The data is not of course in the code, but in order to access the data one needs to code. Why can’t I use Excel, you ask? Well you certainly can, and I certainly would urge you to continue to do so. However, you cannot only use Excel. That simply won’t do.
Excel is perfect when your data is in a spreadsheet. If your data is in a database, from an API, sitting on a website, or in pretty much any other format than a spreadsheet, Excel will not be much help. I think you already knew this in your heart. Take a second and let it sink in.
Most introductions to coding for data analysis do not suggest you should continue to use Excel. As someone who lacks an analytical mind (not a problem solver here), I find it abhorrent that I should simply let go of the hard work I’ve done in Excel learning to analyze data. I have trouble enough translating the analysis I want to do in my mind into Excel formulas. Adding new tools, let alone learning to analyze data with code is a gargantuan challenge.
It is also, in my not so humble opinion, an unnecessary challenge. Excel is a fine tool for data analysis. And let’s be honest, most Excel users do not maximize the computational complexity or push the memory limits of Excel. For most users, receiving data from previously inaccessible sources would be the greatest boon to their analytical efforts.

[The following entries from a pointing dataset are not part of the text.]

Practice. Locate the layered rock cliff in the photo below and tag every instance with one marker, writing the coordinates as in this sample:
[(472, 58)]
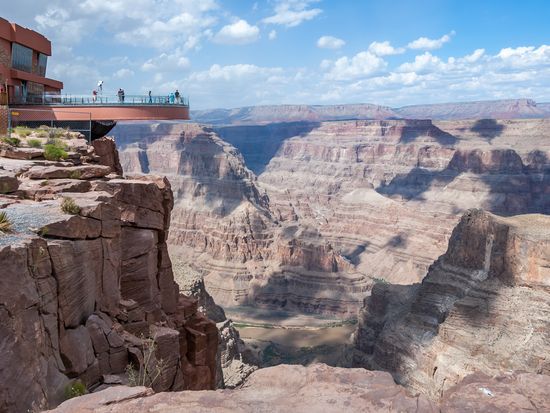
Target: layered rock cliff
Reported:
[(87, 286), (483, 307), (223, 225), (320, 388)]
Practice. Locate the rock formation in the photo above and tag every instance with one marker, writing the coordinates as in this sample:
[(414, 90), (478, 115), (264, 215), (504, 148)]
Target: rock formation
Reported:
[(86, 280), (336, 204), (483, 307), (237, 361), (488, 109), (320, 388), (222, 224)]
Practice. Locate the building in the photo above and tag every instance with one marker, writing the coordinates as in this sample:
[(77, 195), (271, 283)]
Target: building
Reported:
[(23, 62), (28, 97)]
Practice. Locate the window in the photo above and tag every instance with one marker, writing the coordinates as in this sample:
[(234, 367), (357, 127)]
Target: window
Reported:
[(42, 63), (21, 57)]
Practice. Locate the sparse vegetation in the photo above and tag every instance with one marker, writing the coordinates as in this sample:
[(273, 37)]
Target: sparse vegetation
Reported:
[(13, 141), (150, 370), (69, 206), (55, 150), (34, 143), (75, 389), (5, 223)]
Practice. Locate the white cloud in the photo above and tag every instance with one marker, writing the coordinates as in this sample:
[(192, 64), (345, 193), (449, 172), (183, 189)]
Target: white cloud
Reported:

So let’s start there. Excel sucks when the data you want is not in a spreadsheet. This is where coding will be so beneficial to you. Without learning much of anything about programming or computer science, you can use code to gather and format data for use in Excel. I’m not saying that it will be easy, but it certainly is not as hard as you think.
Think of any handyman’s toolbox. While there are certainly tools the handyman knows better than others, the handyman knows that the right tool for the job is the best strategy to solving a problem.
Using toolboxes like Python or the Linux command line, you will be exposed to numerous tools. This can become overwhelming. Learning to Google “How to read JSON in Python?” or “How to read HTML in Linux?” will allow you to pick the best tool for the job. Further, you will often find that the code you need has been presented in a StackOverflow answer. You may find you do more copying and pasting than writing. This is not a bad thing.